Из разговора с Машей я узнал о том, что советские ученые познали мир до конца и изобрели все, что можно изобрести, а все, что изобретают сейчас, это ненужные излишества. Потом она заявила, что не собирается работать на проклятых капиталистов, а если и работает уборщицей, то постоянно этих капиталистов наказывает, воруя у них моющие средства, туалетную бумагу и вообще всё, что можно унести. Наконец она сказала, что она честная, потому что не меняет своих убеждений с детства, и за это ей общество должно воздать. Я от скуки начал объяснять ей, что если человек не меняет своих убеждений, значит от не воспринимает новую информацию, не развивается, встает на пути прогресса, то есть не дает окружающим жить лучше и получается, что если бы все люди были честными, то они бы так и остались одни из видов обезьян. Это рассуждение её немного обескуражило, но она заявила, что развиваться было можно и нужно только раньше, но после начала строительства коммунизма уже нельзя. Меня этот изворот просто умилил. Тогда я подошел с другой стороны к её утверждению, спросил, что она думает о национал-социалистической рабочей партии Германии. Она начала отрицать то, что они были социалистами, что у них флаг тоже был красного цвета, назвала их фашистами, и заклеймила их позором. И тут я ей напомнил о том, что они вообще-то тоже считали, что мир познан практически до конца и не меняли своих убеждений до последнего. Тут она согласилась с тем, что они были честными, но просто ошибались, и она бы ими восхищалась, если бы они творили свои зверства ради социализма. Она вообще была, судя по её речам любительницей жестокости, ради правого дела.

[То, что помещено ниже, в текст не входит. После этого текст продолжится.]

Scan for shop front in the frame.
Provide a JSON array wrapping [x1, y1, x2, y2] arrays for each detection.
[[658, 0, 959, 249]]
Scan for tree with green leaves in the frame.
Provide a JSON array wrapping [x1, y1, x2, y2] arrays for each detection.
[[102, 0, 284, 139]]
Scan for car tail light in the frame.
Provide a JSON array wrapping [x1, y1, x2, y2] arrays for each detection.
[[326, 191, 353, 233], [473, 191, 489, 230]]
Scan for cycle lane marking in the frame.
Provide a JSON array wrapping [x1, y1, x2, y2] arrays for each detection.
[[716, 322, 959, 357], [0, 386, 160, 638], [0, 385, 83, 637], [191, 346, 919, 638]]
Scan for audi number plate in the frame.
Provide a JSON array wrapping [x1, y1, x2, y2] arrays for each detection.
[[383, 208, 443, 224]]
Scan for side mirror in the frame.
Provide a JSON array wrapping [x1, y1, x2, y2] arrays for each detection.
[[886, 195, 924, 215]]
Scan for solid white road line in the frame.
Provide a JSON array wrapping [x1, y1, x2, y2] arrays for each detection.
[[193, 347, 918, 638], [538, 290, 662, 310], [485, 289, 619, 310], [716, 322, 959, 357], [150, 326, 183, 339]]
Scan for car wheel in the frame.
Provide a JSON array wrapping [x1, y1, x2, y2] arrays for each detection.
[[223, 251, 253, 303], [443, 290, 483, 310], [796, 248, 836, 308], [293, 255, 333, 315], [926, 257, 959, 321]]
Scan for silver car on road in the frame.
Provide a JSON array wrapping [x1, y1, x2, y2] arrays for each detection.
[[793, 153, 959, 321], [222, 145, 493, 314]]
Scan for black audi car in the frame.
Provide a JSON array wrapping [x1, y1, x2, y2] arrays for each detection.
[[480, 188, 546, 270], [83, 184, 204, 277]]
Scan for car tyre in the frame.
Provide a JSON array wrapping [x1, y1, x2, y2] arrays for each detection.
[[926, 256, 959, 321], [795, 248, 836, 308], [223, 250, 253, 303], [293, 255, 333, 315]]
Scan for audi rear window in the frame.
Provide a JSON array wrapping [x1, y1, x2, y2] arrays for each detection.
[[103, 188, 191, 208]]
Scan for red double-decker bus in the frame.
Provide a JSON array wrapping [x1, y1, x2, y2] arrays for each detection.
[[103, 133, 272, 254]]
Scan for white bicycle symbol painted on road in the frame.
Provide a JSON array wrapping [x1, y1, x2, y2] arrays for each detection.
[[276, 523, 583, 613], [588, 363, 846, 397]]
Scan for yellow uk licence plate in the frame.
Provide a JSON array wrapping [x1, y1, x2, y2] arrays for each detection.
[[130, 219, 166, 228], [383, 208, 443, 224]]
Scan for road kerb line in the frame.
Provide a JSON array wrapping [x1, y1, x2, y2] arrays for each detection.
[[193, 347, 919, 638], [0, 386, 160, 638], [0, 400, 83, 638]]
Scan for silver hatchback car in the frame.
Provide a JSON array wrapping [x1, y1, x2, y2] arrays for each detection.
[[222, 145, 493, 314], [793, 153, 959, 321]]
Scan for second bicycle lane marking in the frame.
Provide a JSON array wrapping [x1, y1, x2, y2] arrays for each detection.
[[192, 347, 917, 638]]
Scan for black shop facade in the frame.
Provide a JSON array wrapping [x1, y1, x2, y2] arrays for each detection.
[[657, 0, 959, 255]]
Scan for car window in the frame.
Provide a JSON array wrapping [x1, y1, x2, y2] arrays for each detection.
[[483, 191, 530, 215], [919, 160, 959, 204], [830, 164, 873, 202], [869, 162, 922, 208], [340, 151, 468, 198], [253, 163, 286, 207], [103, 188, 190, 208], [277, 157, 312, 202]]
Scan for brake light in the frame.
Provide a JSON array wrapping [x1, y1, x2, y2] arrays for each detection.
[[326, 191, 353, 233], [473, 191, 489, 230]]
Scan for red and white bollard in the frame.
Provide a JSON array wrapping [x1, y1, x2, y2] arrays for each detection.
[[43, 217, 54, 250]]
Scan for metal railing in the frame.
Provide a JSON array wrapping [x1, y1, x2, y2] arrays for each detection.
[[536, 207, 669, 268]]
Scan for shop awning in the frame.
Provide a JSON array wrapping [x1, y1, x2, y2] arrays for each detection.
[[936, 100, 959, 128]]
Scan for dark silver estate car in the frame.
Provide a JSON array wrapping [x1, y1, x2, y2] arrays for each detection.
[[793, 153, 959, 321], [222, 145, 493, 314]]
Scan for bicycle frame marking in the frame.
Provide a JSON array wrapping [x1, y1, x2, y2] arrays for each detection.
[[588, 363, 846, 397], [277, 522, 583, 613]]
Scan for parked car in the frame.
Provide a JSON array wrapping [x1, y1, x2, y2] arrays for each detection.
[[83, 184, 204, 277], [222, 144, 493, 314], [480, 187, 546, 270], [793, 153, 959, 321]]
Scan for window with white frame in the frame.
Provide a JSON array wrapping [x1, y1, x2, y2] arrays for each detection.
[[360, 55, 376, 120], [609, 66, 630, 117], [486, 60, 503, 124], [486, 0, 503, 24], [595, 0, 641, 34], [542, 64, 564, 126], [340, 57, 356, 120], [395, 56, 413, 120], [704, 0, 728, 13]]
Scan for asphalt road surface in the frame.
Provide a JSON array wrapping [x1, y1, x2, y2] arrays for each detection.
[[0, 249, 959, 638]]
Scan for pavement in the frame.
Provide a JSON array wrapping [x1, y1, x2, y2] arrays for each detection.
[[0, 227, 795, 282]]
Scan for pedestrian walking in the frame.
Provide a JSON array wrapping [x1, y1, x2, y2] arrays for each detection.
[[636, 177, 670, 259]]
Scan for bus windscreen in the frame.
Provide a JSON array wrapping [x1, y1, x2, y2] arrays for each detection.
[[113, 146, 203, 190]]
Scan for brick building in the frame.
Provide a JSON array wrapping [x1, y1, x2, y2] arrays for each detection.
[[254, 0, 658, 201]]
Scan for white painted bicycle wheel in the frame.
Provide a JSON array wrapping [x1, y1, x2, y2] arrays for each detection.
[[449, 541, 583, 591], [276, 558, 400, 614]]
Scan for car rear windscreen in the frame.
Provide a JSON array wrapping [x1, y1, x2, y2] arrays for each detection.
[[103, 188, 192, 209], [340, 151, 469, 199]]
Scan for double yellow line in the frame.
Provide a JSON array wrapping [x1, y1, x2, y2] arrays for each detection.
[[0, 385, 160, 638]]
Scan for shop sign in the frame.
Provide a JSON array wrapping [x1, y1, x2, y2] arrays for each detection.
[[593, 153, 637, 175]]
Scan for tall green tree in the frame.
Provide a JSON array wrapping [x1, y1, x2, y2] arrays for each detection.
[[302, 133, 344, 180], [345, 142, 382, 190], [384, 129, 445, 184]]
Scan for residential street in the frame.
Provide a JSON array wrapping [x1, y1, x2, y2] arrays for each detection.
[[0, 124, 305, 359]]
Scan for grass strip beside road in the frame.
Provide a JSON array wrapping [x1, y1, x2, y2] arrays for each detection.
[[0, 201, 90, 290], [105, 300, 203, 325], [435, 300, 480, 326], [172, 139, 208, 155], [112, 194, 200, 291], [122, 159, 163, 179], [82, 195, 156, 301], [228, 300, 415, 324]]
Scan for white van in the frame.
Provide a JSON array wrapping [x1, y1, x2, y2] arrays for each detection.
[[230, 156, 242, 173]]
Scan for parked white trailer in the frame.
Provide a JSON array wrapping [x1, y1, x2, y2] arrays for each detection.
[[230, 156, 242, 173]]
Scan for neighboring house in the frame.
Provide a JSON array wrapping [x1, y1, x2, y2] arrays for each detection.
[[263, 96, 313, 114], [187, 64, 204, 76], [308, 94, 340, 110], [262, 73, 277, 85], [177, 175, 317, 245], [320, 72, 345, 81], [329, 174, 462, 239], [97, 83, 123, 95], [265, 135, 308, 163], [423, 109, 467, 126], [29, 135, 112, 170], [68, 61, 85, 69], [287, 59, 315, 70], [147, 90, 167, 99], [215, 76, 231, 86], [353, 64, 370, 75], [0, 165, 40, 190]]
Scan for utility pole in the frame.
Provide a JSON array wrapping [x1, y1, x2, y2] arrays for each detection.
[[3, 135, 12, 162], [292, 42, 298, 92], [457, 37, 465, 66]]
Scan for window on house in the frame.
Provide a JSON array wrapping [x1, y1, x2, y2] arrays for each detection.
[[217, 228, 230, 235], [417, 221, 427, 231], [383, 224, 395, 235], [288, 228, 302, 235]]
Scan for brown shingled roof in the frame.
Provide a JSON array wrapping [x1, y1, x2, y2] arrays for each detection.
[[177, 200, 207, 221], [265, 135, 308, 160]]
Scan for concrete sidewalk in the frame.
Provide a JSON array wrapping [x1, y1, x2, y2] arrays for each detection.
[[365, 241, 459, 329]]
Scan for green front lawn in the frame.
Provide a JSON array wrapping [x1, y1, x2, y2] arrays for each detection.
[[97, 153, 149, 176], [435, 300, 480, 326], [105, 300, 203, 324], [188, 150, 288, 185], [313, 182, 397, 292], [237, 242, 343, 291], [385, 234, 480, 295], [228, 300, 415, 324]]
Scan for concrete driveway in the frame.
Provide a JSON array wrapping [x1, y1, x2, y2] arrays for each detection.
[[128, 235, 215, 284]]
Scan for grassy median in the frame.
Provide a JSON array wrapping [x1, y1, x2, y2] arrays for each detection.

Она у нас тогда засиделась допоздна, просила тетрадку и ручку, чтобы начертить график биоэлектрической активности мозга женщин и мужчин. Когда она уходила, накинула поверх одежды советскую солдатскую плащ-палатку, так что выглядела, как смерть. Мама спросила зачем ей эта плащ-палатка, ведь дождя нет и не предвидится, но Маша сказала, что это, чтобы её не кусали комары. Мама проводила её до трамвая и просила хоть в салоне снять капюшон, а то мужик её на остановке испугался, но та посмотрела на него презрительно, и сказала, что это его проблемы, если он кого-то боится, а ей это даже нравится, когда её боятся.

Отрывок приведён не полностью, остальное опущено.